La organización ha explicado que todos los titulares de este tipo de alquileres deben depositar los datos en el Registro de la Propiedad o en el Registro de Bienes Muebles. Esta presentación es obligatoria y debe realizarse de forma periódica cada año. Aunque el trámite suele concentrarse en el mes de febrero, en esta ocasión el plazo se ha ampliado unos días más.
Una obligación anual con consecuencias si no se cumple
La obligación de declarar los alquileres de corta duración quedó establecida en una orden ministerial aprobada el pasado mes de enero. Esta norma fija que la información del año anterior debe presentarse cada mes de febrero ante el registro correspondiente. En 2025, el plazo se ha extendido.
Los registradores advierten de que no cumplir con este trámite tiene consecuencias directas para los propietarios. En concreto, los inmuebles que no presenten la información perderán el Número de Registro Único de Alquiler, conocido como Nrua. Sin este número, las viviendas no podrán anunciarse ni comercializarse en plataformas en línea.
Este registro es ya una pieza clave para el funcionamiento del mercado de alquiler turístico. Según datos del propio Colegio de Registradores, hasta la fecha se han concedido más de 400.000 números Nrua. Estas cifras reflejan el amplio alcance de una medida que afecta a propietarios particulares y a gestores profesionales.
Control y transparencia en los alquileres turísticos
Desde el Colegio de Registradores destacan que la finalidad principal de esta obligación es centralizar la información. El sistema permite reunir los datos de las viviendas de uso turístico en una base común.

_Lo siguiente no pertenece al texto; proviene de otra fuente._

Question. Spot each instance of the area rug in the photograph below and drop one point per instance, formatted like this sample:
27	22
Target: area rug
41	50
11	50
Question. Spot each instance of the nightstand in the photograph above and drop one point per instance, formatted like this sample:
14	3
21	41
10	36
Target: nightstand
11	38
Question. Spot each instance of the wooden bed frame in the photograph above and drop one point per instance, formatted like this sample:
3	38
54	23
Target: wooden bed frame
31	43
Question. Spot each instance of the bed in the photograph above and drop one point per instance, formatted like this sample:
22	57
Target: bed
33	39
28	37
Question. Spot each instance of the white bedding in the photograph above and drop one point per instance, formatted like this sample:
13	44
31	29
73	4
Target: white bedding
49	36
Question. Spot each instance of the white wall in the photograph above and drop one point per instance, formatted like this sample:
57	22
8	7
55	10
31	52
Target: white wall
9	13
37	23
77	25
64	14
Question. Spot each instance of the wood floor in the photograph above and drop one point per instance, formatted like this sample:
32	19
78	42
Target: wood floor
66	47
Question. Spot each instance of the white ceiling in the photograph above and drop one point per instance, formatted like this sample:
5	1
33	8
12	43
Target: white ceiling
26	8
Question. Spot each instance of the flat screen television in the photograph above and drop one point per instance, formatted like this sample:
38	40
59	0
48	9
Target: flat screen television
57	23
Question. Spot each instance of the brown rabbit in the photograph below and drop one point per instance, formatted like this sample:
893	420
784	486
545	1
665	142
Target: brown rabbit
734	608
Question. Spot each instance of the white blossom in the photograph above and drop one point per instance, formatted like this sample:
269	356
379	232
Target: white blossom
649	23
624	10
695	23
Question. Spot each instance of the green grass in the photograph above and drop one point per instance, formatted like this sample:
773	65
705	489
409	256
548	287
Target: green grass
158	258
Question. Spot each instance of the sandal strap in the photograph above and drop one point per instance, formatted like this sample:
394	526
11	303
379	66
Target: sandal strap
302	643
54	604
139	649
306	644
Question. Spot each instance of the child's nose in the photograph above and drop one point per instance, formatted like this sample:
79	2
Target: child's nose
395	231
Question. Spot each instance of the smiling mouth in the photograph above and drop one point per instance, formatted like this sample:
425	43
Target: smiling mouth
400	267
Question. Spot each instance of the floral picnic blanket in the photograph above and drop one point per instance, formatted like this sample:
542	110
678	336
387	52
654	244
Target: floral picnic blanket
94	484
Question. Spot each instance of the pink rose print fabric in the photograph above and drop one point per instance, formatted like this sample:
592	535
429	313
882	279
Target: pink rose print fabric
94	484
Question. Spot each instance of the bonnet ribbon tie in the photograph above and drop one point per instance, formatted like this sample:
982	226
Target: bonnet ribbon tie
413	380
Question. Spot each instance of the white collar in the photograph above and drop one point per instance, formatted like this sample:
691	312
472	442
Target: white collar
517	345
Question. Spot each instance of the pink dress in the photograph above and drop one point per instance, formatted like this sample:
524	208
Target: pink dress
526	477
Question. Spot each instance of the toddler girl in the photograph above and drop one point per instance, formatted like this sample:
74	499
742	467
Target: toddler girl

De este modo, las administraciones públicas pueden acceder a información más completa y actualizada.
El trámite puede ser realizado directamente por el titular del inmueble. También puede encargarse cualquier persona que acredite ser responsable de la gestión de la vivienda. Desde la organización recuerdan que cumplir con esta obligación es clave para seguir operando con normalidad en el mercado del alquiler turístico.